I think we are seeing the same fundamental misalignment of incentives for organizational data that we have seen play out in the world of consumer data. On the one hand, my cloud service provider or SaaS vendor has my organization’s data. On the other hand, if my organization’s data gets compromised, so long as it wasn’t due to some inherent gross negligence on the part of the cloud service provider, then the onus is on me to deal with the ramifications. Unfortunately, I don’t think we can reasonably expect that cloud service providers and SaaS vendors will take on the mantle of providing a more comprehensive set of security capabilities to customers.

After all, how much would you trust an organization whose accounting department audited their own books?

That raises the question of what organizations need to do. For starters, being aware of the distinction between back-door protection and front-door protection goes a long way. Organizations need to know what capabilities their SaaS vendor will provide and the point at which they need to fend for themselves. They also need to understand what they can do to strengthen their half of the equation.

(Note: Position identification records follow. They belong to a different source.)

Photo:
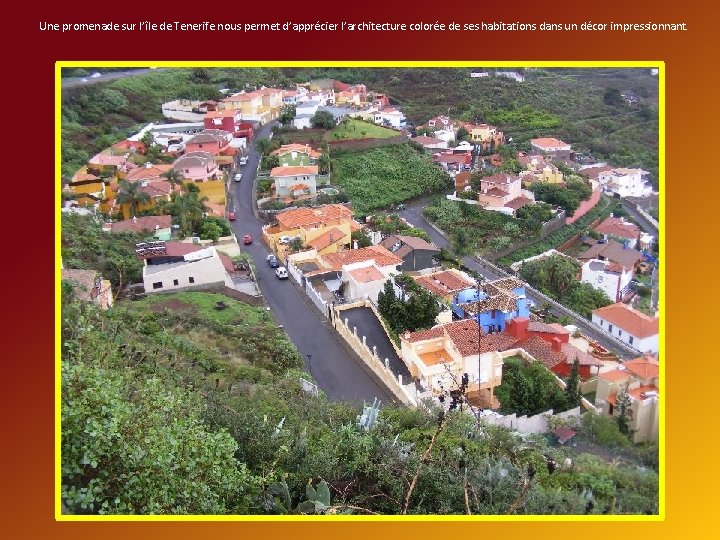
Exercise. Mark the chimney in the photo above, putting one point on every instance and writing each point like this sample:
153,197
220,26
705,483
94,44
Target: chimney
518,327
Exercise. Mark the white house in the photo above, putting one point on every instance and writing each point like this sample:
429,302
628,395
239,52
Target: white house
609,277
365,280
439,357
633,327
179,265
295,181
391,117
626,182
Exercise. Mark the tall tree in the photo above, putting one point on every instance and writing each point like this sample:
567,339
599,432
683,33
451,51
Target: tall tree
572,389
130,193
623,404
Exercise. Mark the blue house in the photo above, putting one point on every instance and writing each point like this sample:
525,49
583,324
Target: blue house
498,301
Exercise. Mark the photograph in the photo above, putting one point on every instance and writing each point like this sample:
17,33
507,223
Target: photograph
325,290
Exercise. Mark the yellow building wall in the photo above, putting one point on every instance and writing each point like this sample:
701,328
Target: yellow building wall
214,190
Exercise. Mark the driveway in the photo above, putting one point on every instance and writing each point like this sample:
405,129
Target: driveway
337,370
369,326
413,214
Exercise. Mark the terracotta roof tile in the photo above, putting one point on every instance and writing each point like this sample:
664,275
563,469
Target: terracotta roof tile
327,238
309,217
279,172
630,320
547,142
379,254
367,274
145,223
643,368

My perspective is that net-net, the benefits of leveraging online services outweigh the risks. That said, for many, news of cloud account compromises can cast a shadow of doubt around using such online services. However, I like to take a more optimistic view. These issues help more people crystallize their understanding of what leveraging the cloud provides (and doesn’t provide). As people better comprehend all the ramifications, I believe they are not only more likely to embrace the cloud, but will do so with greater confidence.

Zulfikar Ramzan is the CTO of Elastica, where he drives the company’s efforts in leveraging data science and machine learning techniques toward improving the security of clowd services. He was previously chief scientist at Sourcefire, which was acquired by Cisco.

5 Comments

Jack

Per NSA PRISM revelations, Microsoft Public Cloud services & Google Public Cloud services have Backdoor Access….Once your Data is in the Public Cloud services, the Vendor OWNS your Data…

Zulfikar Ramzan

I think you’re hitting on a broader issue that more people need to understand: at the very minimum, your cloud provider always has access to your data. You are trusting that they won’t do anything bad with it, but there’s a theoretical risk that you have to be cognizant of. So, if there is anything sensitive (e.g., a personal picture) that you absolutely would not want leaked, then placing it in a third-party cloud service is not a good idea. On the other hand, if there is data that you’d like to keep confidential (but can survive in the hopefully unlikely event that it were leaked), then it makes more sense to consider third-party alternatives.

Zulfikar Ramzan

I would also argue that most users should trust their cloud provider to safeguard their data more than they trust themselves. That said, you are absolutely on point that there is a fundamental element of trust involved (and trust is not the same thing as trustworthiness!).